IMF warns of growing threats to global economic recovery. The International Monetary Fund (IMF) on Tuesday said the global economic recovery is continuing, but the momentum has weakened due to the resurgence of the Covid-19 pandemic triggered by the Delta variant. In its latest World Economic Outlook report, the fund revised its headline forecast for global growth this year down slightly by 0.1 of a percentage point to 5.9 percent while leaving its projections for 2022 unchanged at 4.9 percent. The IMF cited supply disruptions as the principal reason for the downward revision of developed economies and the worsening pandemic dynamics in low-income developing economies. “This modest headline revision, however, masks large downgrades for some countries,” said the IMF, noting that “the outlook for the low-income developing country group has darkened considerably due to worsening pandemic dynamics.”
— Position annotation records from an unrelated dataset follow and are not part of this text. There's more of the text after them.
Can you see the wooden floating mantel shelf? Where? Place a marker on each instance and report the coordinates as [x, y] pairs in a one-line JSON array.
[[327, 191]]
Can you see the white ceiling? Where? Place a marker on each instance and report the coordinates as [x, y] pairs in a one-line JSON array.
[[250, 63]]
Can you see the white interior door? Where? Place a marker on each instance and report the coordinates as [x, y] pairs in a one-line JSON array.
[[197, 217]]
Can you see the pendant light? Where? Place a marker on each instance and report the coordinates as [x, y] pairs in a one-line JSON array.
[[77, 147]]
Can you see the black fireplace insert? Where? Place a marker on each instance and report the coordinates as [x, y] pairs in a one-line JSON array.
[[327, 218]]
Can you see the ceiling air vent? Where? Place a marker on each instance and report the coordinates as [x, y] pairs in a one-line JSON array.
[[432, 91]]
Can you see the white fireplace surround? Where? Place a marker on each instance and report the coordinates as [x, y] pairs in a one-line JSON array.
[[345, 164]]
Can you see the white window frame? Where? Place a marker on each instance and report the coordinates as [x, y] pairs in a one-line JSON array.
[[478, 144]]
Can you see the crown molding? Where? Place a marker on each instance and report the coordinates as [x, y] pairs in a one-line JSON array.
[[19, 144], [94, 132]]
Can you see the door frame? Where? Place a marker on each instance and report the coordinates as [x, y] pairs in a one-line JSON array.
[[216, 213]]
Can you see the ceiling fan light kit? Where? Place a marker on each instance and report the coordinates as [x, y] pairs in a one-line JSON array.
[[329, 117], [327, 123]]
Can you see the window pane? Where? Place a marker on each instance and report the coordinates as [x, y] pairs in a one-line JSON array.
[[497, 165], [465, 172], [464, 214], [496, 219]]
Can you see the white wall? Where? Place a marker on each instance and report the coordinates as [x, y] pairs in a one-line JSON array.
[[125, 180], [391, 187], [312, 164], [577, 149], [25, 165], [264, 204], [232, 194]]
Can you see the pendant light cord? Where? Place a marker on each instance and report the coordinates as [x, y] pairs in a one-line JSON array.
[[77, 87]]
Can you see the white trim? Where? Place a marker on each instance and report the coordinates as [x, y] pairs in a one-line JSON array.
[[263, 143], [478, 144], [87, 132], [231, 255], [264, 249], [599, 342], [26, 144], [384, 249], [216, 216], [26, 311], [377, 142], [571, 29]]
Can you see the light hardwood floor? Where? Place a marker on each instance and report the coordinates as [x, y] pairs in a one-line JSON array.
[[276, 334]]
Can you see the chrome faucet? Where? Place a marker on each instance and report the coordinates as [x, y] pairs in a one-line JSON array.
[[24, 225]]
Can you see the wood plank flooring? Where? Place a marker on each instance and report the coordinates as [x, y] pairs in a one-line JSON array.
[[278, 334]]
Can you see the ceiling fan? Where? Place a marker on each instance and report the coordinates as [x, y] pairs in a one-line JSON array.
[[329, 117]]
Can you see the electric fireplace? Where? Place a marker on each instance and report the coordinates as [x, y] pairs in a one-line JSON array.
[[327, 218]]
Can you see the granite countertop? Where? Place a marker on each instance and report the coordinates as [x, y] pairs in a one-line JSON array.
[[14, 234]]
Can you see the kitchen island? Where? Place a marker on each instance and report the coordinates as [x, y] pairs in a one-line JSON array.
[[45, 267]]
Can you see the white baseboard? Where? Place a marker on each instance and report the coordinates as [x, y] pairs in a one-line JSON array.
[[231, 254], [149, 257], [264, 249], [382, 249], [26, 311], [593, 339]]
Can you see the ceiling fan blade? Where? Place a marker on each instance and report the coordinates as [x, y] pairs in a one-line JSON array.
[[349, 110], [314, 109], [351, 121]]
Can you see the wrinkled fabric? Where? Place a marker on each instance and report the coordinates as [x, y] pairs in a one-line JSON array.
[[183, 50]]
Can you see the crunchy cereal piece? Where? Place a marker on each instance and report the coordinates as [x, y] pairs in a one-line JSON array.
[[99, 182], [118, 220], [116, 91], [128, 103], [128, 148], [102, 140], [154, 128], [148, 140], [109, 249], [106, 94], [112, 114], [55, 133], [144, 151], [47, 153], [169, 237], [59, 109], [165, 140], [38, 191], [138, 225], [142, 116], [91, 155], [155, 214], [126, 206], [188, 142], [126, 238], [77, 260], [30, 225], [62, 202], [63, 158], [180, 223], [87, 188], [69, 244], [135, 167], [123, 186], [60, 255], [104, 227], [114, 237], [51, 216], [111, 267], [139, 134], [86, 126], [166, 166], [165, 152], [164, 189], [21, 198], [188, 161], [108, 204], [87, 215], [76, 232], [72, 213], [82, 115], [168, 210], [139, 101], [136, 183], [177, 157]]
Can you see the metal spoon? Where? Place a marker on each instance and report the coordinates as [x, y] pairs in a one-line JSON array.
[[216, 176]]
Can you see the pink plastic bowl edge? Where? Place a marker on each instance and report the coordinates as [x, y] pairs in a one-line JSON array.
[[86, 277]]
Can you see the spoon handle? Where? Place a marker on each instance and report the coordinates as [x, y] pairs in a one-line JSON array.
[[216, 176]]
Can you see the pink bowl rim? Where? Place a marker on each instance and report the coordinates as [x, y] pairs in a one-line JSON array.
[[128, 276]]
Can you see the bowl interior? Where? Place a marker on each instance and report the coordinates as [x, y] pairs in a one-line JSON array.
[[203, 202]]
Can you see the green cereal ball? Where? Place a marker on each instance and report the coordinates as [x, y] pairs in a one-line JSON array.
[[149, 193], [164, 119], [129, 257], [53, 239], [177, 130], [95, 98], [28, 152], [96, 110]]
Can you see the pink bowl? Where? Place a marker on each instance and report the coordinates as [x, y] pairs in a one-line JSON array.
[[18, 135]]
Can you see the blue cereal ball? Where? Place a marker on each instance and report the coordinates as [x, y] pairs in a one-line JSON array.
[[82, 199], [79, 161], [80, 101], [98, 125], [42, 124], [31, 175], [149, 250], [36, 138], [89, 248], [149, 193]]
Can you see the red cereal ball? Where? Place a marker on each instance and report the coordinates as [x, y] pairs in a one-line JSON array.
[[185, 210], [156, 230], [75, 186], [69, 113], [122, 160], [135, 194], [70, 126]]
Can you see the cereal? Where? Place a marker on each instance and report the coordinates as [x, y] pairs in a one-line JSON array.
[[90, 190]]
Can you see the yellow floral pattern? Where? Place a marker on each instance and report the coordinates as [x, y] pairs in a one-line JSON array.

US September annual inflation rate at highest since 2008. US consumer prices increased solidly in September as Americans paid more for food, rent and a range of other goods. The consumer price index rose by 0.4 percent in September after increasing by 0.3 percent the month before, the US Labour Department said on Wednesday. During the past 12 months, the prices consumers paid for goods and services in the world’s largest economy increased by 5.4 percent in September. That rate matched June and July and brings the annualised rate of inflation back to its highest level since 2008. Excluding food and energy prices, the so-called core consumer prices edged up by 0.2 percent in September after inching up by 0.1 percent in August. The uptick in core prices matched economist estimates.

German economic institutes cut Germany’s growth forecast as supply woes bite. Germany's top economic institutes upgraded the country’s economic growth projection for 2022 but lowered their projection for the current year, citing supply bottlenecks in the manufacturing sector. The five institutes – the RWI in Essen, the DIW in Berlin, the Ifo in Munich, the IfW in Kiel and Halle’s IWH – cut their growth projections for this year to 2.4 percent from the 3.7 percent they had forecast earlier this year. They said, however, that during the course of 2022 the economy should return to normal capacity utilization as the adverse effects of the pandemic and supply bottlenecks are gradually overcome. They raised the 2022 growth forecast to 4.8 percent from their previous forecast of 3.9 percent.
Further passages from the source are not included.